After a long and ultimately successful court fight AT&T bought Time Warner and renamed it WarnerMedia. Now the media businesses will be Warner Bros Discovery (WBD), traded on Nasdaq from today.
AT&T CEO John Stankey, who inherited the media interests from his predecessor, Randall Stephenson, said: “We are at the dawn of a new age of connectivity, and today marks the beginning of a new era for AT&T.”
In the Stephenson era, cable channels and movies were seen as an essential part of the new AT&T, which also bought satellite broadcaster DirecTV for $67 billion. That was sold in 2021 to US investor TPG for $7.6 billion, packaged up with two other AT&T disposals, AT&T TV and U-verse, also once the future of the company.
AT&T had also founded an advertising platform, called Xandr – after Alexander Graham Bell, the inventor of the telephone – and then sold it to Microsoft last year for an undisclosed price.
Now, according to his weekend comment, Stankey wants to refocus AT&T on telecoms. “With the close of this transaction, we expect to invest at record levels in our growth areas of 5G and fibre, where we have strong momentum, while we work to become America’s best broadband company,” he said.

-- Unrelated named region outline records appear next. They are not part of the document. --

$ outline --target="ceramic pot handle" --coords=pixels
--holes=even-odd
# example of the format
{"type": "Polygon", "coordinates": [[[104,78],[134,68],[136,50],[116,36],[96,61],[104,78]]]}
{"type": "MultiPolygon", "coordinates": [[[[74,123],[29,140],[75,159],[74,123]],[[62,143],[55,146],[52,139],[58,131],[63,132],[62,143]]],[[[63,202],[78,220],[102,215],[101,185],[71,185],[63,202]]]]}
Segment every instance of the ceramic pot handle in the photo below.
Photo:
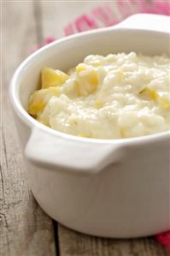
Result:
{"type": "Polygon", "coordinates": [[[35,128],[27,141],[27,161],[44,168],[79,173],[97,173],[106,166],[119,163],[122,151],[116,143],[88,141],[67,134],[35,128]]]}
{"type": "Polygon", "coordinates": [[[169,33],[170,17],[160,15],[137,14],[114,26],[114,27],[137,28],[169,33]]]}

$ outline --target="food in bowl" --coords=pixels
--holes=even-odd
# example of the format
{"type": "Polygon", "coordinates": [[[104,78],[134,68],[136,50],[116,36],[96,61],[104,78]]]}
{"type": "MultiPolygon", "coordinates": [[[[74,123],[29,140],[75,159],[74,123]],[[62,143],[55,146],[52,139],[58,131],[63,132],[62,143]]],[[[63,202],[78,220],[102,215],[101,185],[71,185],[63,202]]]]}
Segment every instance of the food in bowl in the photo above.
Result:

“At the same time, we’ll sharpen our focus on returns to shareholders. We expect to invest for growth, strengthen our balance sheet and reduce our debt, all while continuing to pay an attractive dividend that puts us among the top dividend paying stocks in America.”
AT&T shareholders have been rewarded for their patience with 0.241917 shares of WBD for each share of AT&T common stock they held at close.
As a result, AT&T shareholders received 1.7 billion shares of WBD, representing 71% of WBD shares on a fully diluted basis. Discovery’s existing shareholders own the remainder of the new company.
WBD’s channels include the original Discovery Channel, as well as Animal Planet, Cartoon Network, CNN, Eurosport, HBO, Travel Channel and Turner Classic Movies.